Regulatory Instructions of authored by the Federal Revenue have unequivocal nature of
administrative act, especially by be edited by Public Agent in the exercise of their activities. Given the
nature of administrative act, it is concluded that the IN 247 and IN 404 could not treat the concept and
scope of the input term, because of the administrative act has infra-legal character and supplementary to
this, has function of regulatory the concepts legal , i.e., the scope of action of the Administrative Act is
restricted to the wording of the law, is not allowed to overtake or counteract definitions established in the
core of the legal norm.
Thus, if the law does not conceptualized the term inputs for purposes of delimitation of PIS /
COFINS, the IRS cannot standardize this concept by means of an administrative act. However, the Federal
Treasury issued the IN 247 and IN 404 notorious and has been applied in all cases of calculation and
collection of PIS and COFINS.
Breaking, moreover, the hierarchy of normative instruments and extrapolates the Regulatory
Power of Public Administration. Remains configured thus the illegality of these administrative acts.

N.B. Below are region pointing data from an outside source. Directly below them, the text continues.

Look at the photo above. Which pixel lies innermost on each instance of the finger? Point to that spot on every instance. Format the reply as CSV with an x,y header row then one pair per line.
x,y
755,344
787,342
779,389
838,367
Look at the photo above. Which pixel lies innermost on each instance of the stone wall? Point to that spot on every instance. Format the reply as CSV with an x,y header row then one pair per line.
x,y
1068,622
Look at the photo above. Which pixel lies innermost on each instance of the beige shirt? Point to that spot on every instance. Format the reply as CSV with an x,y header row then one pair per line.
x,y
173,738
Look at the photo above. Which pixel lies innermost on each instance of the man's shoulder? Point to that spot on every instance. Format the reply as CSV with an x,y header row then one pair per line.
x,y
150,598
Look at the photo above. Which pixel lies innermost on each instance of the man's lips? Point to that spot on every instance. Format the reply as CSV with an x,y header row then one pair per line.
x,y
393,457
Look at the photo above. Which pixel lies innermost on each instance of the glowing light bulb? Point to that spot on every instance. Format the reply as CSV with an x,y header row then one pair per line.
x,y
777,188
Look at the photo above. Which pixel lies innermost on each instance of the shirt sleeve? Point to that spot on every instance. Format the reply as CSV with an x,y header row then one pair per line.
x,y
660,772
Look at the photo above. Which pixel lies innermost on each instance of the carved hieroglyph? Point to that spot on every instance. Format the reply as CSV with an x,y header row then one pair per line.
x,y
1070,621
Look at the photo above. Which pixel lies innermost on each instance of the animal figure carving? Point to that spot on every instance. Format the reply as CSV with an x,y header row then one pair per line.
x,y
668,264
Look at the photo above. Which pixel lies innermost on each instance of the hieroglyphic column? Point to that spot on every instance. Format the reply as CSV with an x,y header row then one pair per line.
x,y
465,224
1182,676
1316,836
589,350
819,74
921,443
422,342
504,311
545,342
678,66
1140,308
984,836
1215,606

3) In conclusion the illegalities, the express prohibition of Federal Revenue of the use credits in
favor of the taxpayer, originated from the acquisition of raw materials for promoting and carrying the final
activity of the company affects the systematic non-cumulative Social Contributions PIS / COFINS.
Moreover, it is option of the legislator to edit non cumulative social contribution, however, by
opting for non-cumulative, cannot restrict it. The Constitution and the ordinary law, in no time, brought this
limitation adduced in the regulatory instructions of the Federal Revenue.
Attack, therefore, constitutional provision which provides for the non-cumulative regime for
social contributions, as already transcribed § 12 of art. 195 CF/88. It is unequivocal, therefore,
unconstitutional of the acts of the Federal Revenue.
That said, the possibility of crediting by the purchase of inputs to generate the revenue cannot be
limited or guided by templates on IN 247 and IN 404, on grounds of unconstitutionality of these legal
instruments. As a result, the input, whose acquisition gives rise the right to the credit, should be understood
as all expenses necessary to achieve the taxpayer's activity.